Click Save and then Popdown Resource Box. If you view the file you just created you will see all those resources spelled out, in correct X Toolkit format, for your convenience. But if you try launching another xclock it will be unmodified. You need to merge the changed resources into your resource database:

      xrdb -merge /homes/yourname/resources

This command merges the resources just for the current X session. To load these resources automatically on X startup you will have to add them to your .Xresources file.
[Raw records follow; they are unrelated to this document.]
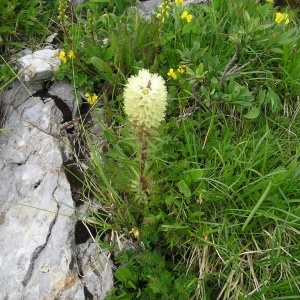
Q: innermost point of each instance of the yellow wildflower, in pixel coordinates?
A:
(135, 232)
(181, 69)
(172, 74)
(91, 99)
(282, 17)
(62, 57)
(71, 54)
(187, 16)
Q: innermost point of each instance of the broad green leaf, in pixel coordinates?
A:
(184, 189)
(252, 113)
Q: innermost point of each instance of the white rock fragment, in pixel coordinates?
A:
(38, 66)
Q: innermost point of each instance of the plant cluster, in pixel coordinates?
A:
(200, 169)
(209, 198)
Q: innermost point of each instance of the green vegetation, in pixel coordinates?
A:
(209, 202)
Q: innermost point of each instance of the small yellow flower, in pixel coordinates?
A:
(181, 69)
(184, 15)
(91, 99)
(135, 232)
(62, 57)
(71, 54)
(172, 74)
(279, 18)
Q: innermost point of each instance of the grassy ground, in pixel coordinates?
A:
(209, 200)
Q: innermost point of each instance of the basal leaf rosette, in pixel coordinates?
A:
(145, 100)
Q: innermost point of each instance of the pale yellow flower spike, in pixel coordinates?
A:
(145, 100)
(71, 54)
(184, 15)
(282, 17)
(91, 99)
(172, 74)
(135, 232)
(62, 57)
(189, 18)
(181, 69)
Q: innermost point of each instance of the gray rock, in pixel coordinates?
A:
(38, 66)
(65, 92)
(38, 255)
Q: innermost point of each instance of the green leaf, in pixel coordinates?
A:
(101, 65)
(184, 189)
(258, 204)
(188, 27)
(252, 113)
(126, 277)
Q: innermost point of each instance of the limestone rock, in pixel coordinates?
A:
(38, 65)
(38, 255)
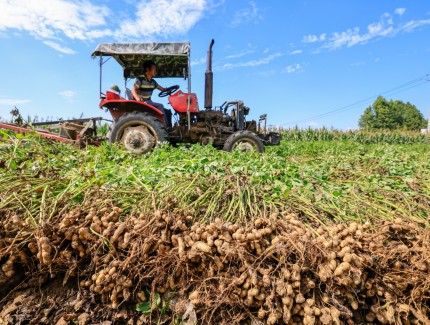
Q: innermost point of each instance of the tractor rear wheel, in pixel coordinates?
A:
(138, 132)
(244, 141)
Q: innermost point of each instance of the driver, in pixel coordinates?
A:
(144, 86)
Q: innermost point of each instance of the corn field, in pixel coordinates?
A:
(330, 227)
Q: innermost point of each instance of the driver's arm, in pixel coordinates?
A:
(134, 92)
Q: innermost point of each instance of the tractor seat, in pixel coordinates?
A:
(128, 94)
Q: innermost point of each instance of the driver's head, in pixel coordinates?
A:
(149, 66)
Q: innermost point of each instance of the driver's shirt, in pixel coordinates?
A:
(145, 87)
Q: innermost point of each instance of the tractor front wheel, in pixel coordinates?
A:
(138, 132)
(244, 141)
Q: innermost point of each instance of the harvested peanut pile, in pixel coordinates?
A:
(168, 268)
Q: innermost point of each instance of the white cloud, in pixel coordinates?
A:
(357, 64)
(295, 52)
(202, 60)
(252, 63)
(292, 68)
(67, 95)
(52, 19)
(239, 55)
(314, 38)
(353, 36)
(414, 24)
(246, 15)
(59, 48)
(163, 17)
(400, 11)
(13, 102)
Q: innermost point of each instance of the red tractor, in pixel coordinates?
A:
(140, 127)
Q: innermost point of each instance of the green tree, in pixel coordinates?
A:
(391, 115)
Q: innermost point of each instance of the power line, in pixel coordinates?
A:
(403, 87)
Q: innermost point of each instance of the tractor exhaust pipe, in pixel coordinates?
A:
(209, 79)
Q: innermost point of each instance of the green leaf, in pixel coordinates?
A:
(337, 193)
(144, 307)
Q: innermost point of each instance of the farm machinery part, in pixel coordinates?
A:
(74, 131)
(139, 126)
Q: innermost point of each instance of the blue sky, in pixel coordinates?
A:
(303, 62)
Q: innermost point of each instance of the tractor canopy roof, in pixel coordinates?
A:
(171, 59)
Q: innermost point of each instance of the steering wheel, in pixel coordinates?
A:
(168, 91)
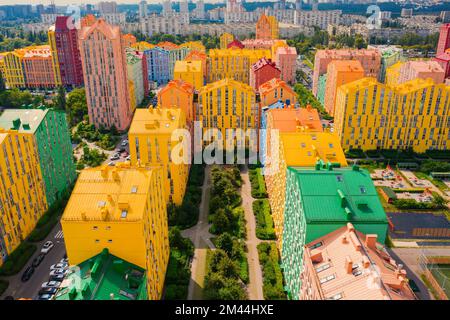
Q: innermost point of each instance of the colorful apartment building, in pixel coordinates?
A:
(267, 27)
(68, 53)
(371, 115)
(135, 73)
(370, 61)
(225, 39)
(340, 72)
(262, 71)
(319, 201)
(49, 131)
(286, 60)
(121, 209)
(151, 144)
(38, 67)
(421, 70)
(105, 76)
(276, 90)
(301, 142)
(105, 277)
(233, 63)
(22, 191)
(349, 265)
(444, 39)
(190, 72)
(228, 104)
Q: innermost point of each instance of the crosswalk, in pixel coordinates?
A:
(59, 235)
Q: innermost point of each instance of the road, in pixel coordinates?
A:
(30, 289)
(255, 286)
(201, 238)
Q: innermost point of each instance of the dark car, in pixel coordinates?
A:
(50, 291)
(37, 261)
(27, 274)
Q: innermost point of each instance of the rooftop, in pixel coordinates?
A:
(348, 265)
(105, 277)
(338, 195)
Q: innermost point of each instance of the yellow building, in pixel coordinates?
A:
(227, 104)
(123, 210)
(13, 69)
(150, 139)
(190, 72)
(393, 74)
(234, 63)
(371, 115)
(22, 191)
(225, 40)
(194, 45)
(55, 61)
(302, 142)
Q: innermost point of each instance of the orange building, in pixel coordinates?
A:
(275, 90)
(349, 265)
(340, 72)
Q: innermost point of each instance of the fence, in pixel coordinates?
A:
(437, 272)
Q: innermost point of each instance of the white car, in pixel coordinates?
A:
(61, 265)
(51, 284)
(47, 247)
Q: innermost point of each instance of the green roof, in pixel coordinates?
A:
(105, 277)
(23, 120)
(339, 195)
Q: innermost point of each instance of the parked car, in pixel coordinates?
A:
(51, 284)
(27, 274)
(60, 265)
(47, 247)
(37, 261)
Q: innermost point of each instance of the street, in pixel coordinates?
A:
(29, 290)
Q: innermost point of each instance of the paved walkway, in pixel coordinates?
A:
(255, 286)
(201, 238)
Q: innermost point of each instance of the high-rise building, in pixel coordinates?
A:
(340, 72)
(120, 209)
(321, 200)
(105, 77)
(349, 265)
(151, 144)
(68, 52)
(371, 115)
(50, 133)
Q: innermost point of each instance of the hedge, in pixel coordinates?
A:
(264, 222)
(18, 259)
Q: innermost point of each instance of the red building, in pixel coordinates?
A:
(444, 39)
(444, 60)
(66, 39)
(262, 71)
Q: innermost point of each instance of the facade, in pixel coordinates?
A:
(49, 130)
(319, 201)
(370, 61)
(22, 191)
(286, 60)
(190, 72)
(120, 209)
(151, 144)
(105, 77)
(68, 53)
(233, 63)
(227, 104)
(349, 265)
(340, 72)
(262, 71)
(276, 90)
(371, 115)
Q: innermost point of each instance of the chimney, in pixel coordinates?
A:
(348, 265)
(371, 241)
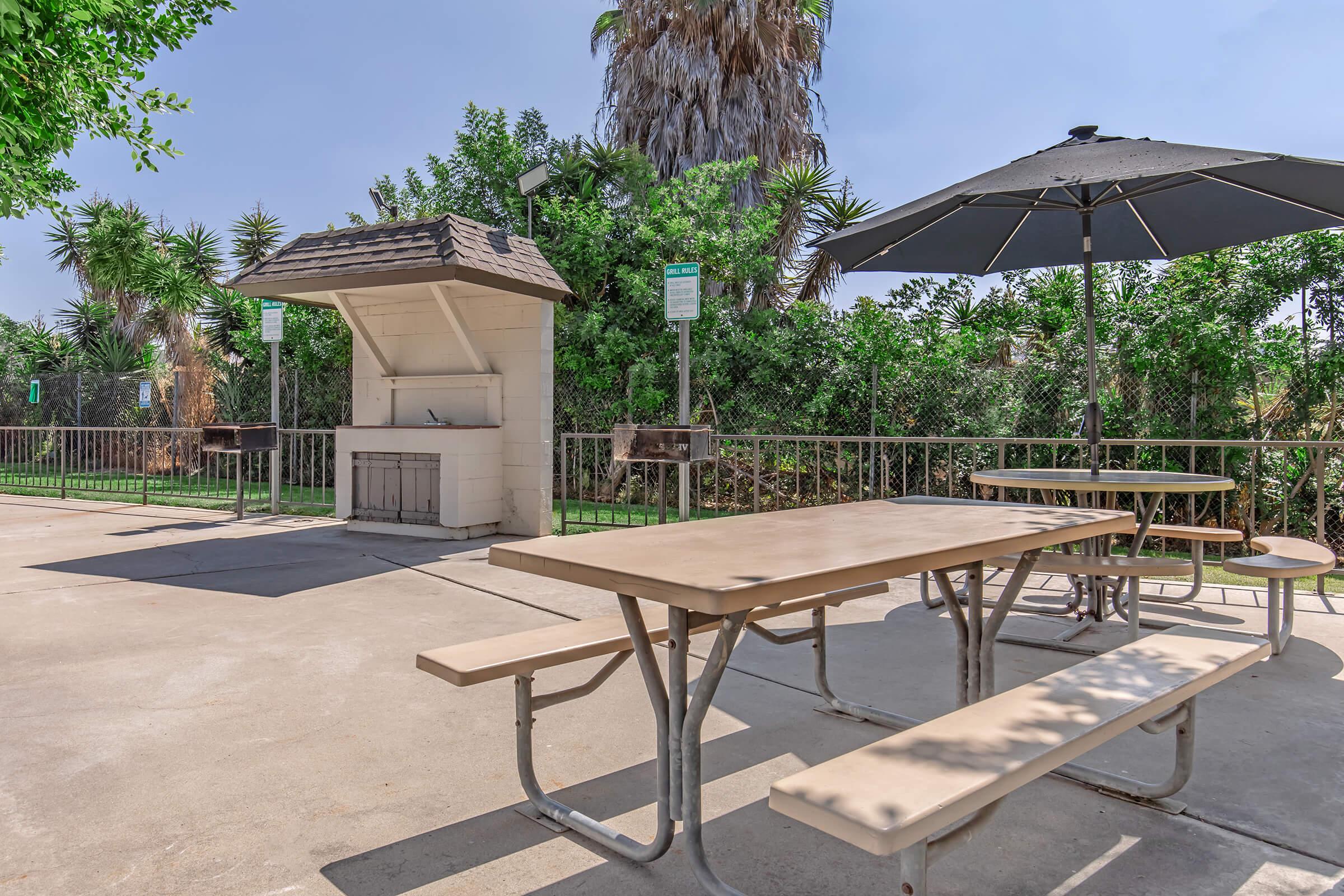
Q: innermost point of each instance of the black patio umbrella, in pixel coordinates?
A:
(1141, 199)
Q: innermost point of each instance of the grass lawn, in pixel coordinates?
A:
(596, 512)
(171, 491)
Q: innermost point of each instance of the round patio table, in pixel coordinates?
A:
(1090, 491)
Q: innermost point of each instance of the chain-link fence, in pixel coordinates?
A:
(308, 401)
(1032, 399)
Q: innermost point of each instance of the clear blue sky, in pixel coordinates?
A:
(301, 105)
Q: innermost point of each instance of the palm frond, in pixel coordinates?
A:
(608, 30)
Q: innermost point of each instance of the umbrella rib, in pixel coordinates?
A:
(1161, 250)
(1268, 194)
(1038, 200)
(1020, 222)
(1154, 187)
(1114, 184)
(916, 233)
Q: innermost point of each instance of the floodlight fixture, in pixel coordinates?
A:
(533, 179)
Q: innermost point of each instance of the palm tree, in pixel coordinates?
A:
(691, 81)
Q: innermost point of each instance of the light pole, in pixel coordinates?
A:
(529, 183)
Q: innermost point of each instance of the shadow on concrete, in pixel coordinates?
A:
(270, 563)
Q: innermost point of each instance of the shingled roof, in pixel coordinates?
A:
(404, 251)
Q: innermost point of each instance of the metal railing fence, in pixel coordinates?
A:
(159, 465)
(1282, 488)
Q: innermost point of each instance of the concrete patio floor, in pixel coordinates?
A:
(197, 706)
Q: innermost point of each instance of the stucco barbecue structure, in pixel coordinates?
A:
(451, 320)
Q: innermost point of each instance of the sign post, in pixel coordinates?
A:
(273, 331)
(682, 304)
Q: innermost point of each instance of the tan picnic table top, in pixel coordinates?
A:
(733, 563)
(1076, 480)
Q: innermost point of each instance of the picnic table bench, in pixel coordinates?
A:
(720, 573)
(895, 794)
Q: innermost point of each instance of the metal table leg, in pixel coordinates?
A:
(691, 824)
(572, 819)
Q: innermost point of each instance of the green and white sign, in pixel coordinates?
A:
(272, 320)
(682, 292)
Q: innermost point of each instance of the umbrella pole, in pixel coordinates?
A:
(1092, 421)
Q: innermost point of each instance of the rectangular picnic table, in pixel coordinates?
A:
(724, 567)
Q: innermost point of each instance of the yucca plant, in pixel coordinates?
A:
(199, 251)
(254, 235)
(84, 320)
(223, 314)
(115, 355)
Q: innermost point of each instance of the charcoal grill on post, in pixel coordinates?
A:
(240, 438)
(662, 445)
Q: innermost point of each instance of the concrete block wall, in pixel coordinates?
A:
(516, 336)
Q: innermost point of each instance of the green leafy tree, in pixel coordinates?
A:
(73, 68)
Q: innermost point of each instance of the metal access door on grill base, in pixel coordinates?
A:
(395, 487)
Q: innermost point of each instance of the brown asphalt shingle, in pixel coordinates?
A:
(405, 245)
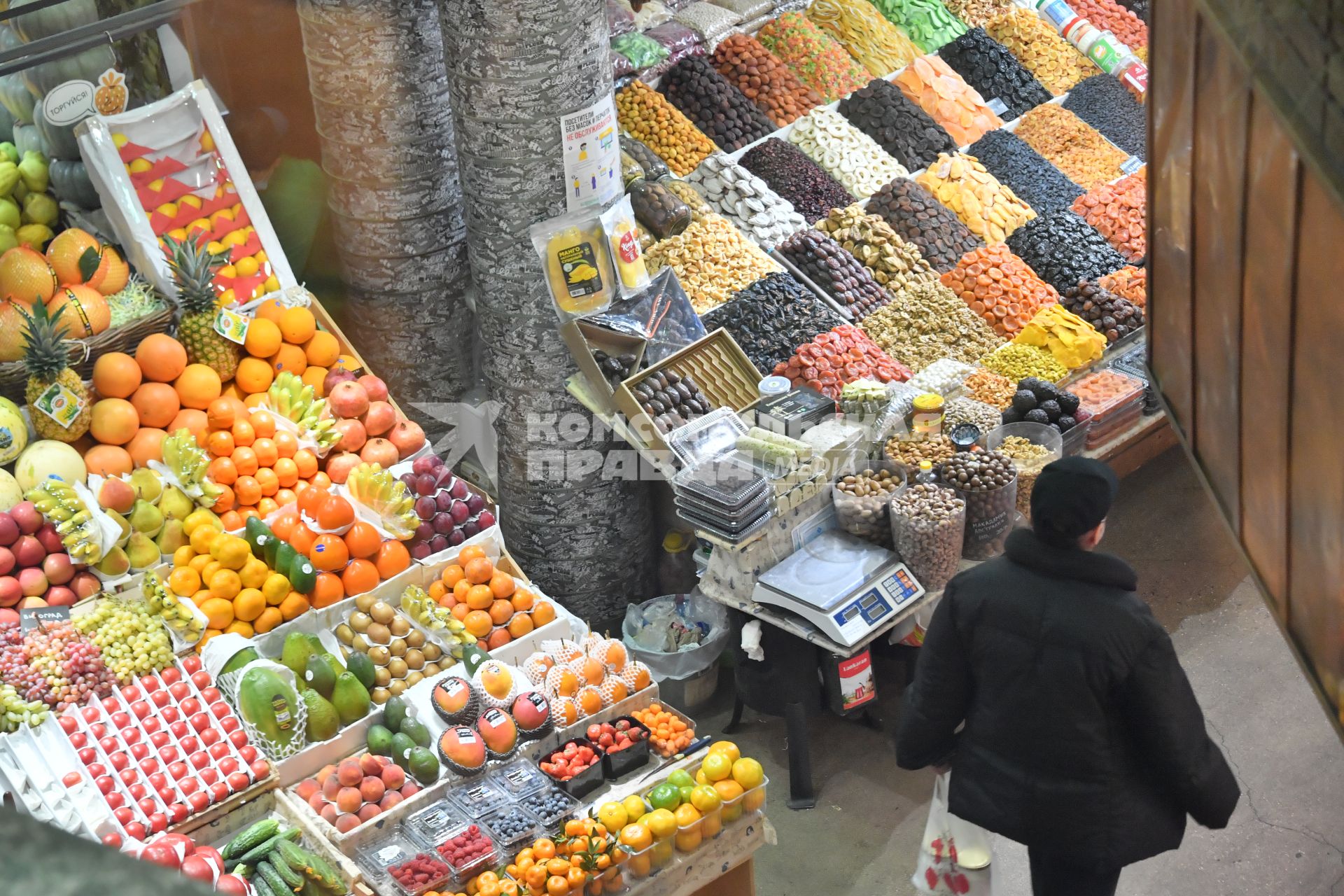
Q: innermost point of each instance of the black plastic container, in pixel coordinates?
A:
(622, 762)
(587, 780)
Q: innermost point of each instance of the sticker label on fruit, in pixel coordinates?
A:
(59, 405)
(232, 326)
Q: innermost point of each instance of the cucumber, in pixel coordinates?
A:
(249, 839)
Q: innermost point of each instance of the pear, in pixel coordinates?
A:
(172, 536)
(146, 519)
(147, 485)
(116, 495)
(141, 551)
(175, 505)
(115, 564)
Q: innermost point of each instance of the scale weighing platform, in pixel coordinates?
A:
(843, 584)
There are a number of commands which may be used to gather information about the fonts available on your display:

The xfontsel application provides a simple way to display the fonts known to your X server, examine samples of each, and retrieve the X Logical Font Description ("XLFD") full name for a font. Use is fairly self-explanatory.
        xfontsel -print
is particularly useful as once you have picked out a font you like the look of and hit the Quit button it will print that font name on Standard Output, from whence you can use cut and paste to insert that name into a file such as .Xresources.
The xfd utility creates a window containing the name of the font being displayed, a row of command buttons, several lines of text for displaying character metrics, and a grid containing one glyph per cell. The characters are shown in increasing order from left to right, top to bottom.
        xfd -fn fontname
where fontname is for example the name returned by xfontsel -print.
This lists the fonts that match a given pattern. The wildcard character * may be used to match any sequence of characters. If no pattern is given it will tell you about all the fonts it knows. xlsfonts -l fontname will give you more information - Note that typing xlsfonts -l without a fontname will probably cause your X server to grind to a halt as it tries to gather information about all the possible fonts - don't try it !
xset +fp path
The xset utility can be used to set a number of parameters, with the +fp or fp= options it can be used to add locations to the default font search path, should you wish to add your own. Use with care ! If you are doing this you should also read the man page for mkfontdir.


Technically, under X colours are specified through a numerical definition. This will be something like
rgb:{red}/{green}/{blue} , where {colour} is a 1 to 4 digit hexadecimal number.

red is rgb:ffff/0/0
green is rgb:0/ffff/0
blue is rgb:0/0/ffff
yellow is rgb:ffff/ffff/0
white is rgb:ffff/ffff/ffff
black is rgb:0/0/0

The rgb at the start may be missed off and the syntax may vary, eg red may be #ff0000 or #ffff00000000 or 255 0 0.

Fortunately it is more usual to use text names for colours, some of which are distinctly imaginative, eg PapayaWhip, SaddleBrown or MistyRose. There is a database listing all the colours with their numerical representation, the contents of which can be listed with the showrgb utility.